A tributação sobre as mulheres, o RE 576.967 e o papel dos tributos diretos
Em 5 de agosto de 2020, foi encerrado em Plenário Virtual do Supremo Tribunal Federal, o julgamento do RE 576.967, tema nº 72 da Repercussão Geral. Acompanhado por outros 6 votos, prevaleceu a tese proposta pelo relator, ministro Luís Roberto Barroso: “É inconstitucional a incidência da contribuição previdenciária a cargo do empregador sobre o salário maternidade”.
Trata-se, até onde se tem notícia, do primeiro precedente vinculante em que se abordou, com fundamento na isonomia em sua dimensão de igualdade de gênero, o papel indutor da tributação.
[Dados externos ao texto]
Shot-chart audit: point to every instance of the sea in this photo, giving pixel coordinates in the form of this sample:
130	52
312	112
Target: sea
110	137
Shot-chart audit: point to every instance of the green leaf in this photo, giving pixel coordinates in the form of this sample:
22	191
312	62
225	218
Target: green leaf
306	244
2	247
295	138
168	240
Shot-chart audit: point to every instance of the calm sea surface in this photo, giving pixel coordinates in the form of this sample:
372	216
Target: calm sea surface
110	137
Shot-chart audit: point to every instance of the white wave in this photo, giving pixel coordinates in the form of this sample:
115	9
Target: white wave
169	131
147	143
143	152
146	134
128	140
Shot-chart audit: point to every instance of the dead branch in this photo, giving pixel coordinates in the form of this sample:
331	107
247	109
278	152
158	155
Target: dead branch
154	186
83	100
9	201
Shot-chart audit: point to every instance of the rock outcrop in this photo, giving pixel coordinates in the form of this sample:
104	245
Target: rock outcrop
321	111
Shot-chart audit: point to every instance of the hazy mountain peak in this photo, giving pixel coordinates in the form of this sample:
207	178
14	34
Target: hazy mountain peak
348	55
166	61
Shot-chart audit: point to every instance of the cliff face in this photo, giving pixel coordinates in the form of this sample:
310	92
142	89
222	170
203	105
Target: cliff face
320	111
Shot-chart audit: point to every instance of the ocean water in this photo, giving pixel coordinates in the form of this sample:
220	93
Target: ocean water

Isso porque a incidência da contribuição previdenciária, a ser paga pelo empregador, sobre o salário-maternidade configurava grave ônus e discriminação à contratação de mulheres com potencial de virarem mães, conforme destacado pelo relator do recurso extraordinário:
“(…) para fins de reflexão, propõe-se colocar no lugar de um gestor de empresa privada que possui duas opções de contratação para a mesma vaga: um homem e uma mulher, ambos com 30 anos de idade e recém-casados com os seus respectivos cônjuges, com currículos exatamente iguais e mesmas notas atribuídas no processo seletivo. Tendo em mente os custos acima e imaginando que ambos os candidatos desejam ter filhos a curto prazo, não é difícil responder à pergunta sobre quem seria selecionado para o emprego.”
Assim, além de ter reconhecido a inconstitucionalidade formal da tributação, o relator fundamentou seu voto na inconstitucionalidade material da incidência da contribuição, ponto de partida do presente artigo. Agora, no entanto, é preciso avançar no debate: para além do julgamento do RE 576.967, qual é o papel que o direito tributário pode assumir em relação ao combate à desigualdade de gênero?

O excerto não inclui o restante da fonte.